Want to host your own LLM Chatbot on any cloud of your choosing? Worried about GPU unavailability on the cloud, massive cloud bills, manually learning how to launch instances in different regions/clouds, or laboriously setting up the cloud instances?
This post shows how to use SkyPilot to host a basic LLaMA-powered chatbot with just one CLI command.
It will automatically perform the following:
- Get a beefy GPU instance on AWS, GCP, Azure, or Lambda Labs
- Set up the instance (download weights, install requirements in a Conda env, etc.)
- Launch a chatbot interface that we can connect to through our laptop's browser
...and it does so while abstracting away all of the above infra burden and minimizing costs.

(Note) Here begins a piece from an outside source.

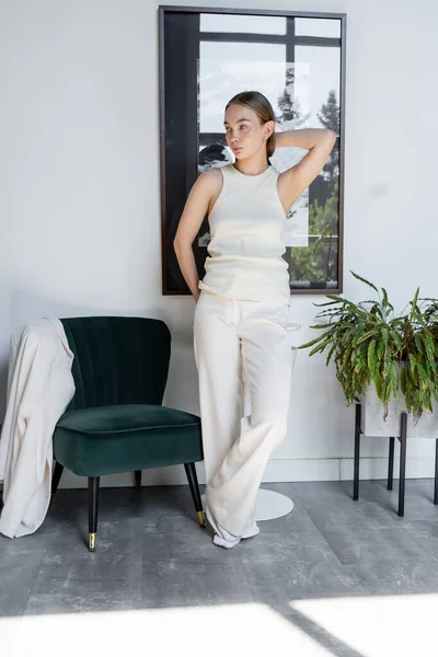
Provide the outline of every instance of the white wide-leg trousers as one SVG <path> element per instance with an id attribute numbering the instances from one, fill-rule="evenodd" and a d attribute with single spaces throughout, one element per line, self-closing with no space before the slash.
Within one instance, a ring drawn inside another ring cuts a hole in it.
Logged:
<path id="1" fill-rule="evenodd" d="M 194 350 L 206 471 L 206 514 L 216 533 L 254 526 L 270 452 L 286 436 L 292 357 L 289 307 L 201 290 Z M 242 417 L 243 383 L 251 413 Z"/>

LLaMA is a set of Large Language Models (LLMs) recently released by Meta. Trained on more than 1 trillion tokens from public datasets, LLaMA achieves high quality and is space-efficient. You can fill out a form to request access from Meta to download the open model weights. In the steps below we assume either (1) you have an unexpired download URL, or (2) the weights have been downloaded and stored on the local machine.
SkyPilot is an open-source framework from UC Berkeley for seamlessly running machine learning on any cloud. With a simple CLI, users can easily launch many clusters and jobs, while substantially lowering their cloud bills. Currently, Lambda Labs (low-cost GPU cloud), AWS, GCP, and Azure are supported. See docs to learn more.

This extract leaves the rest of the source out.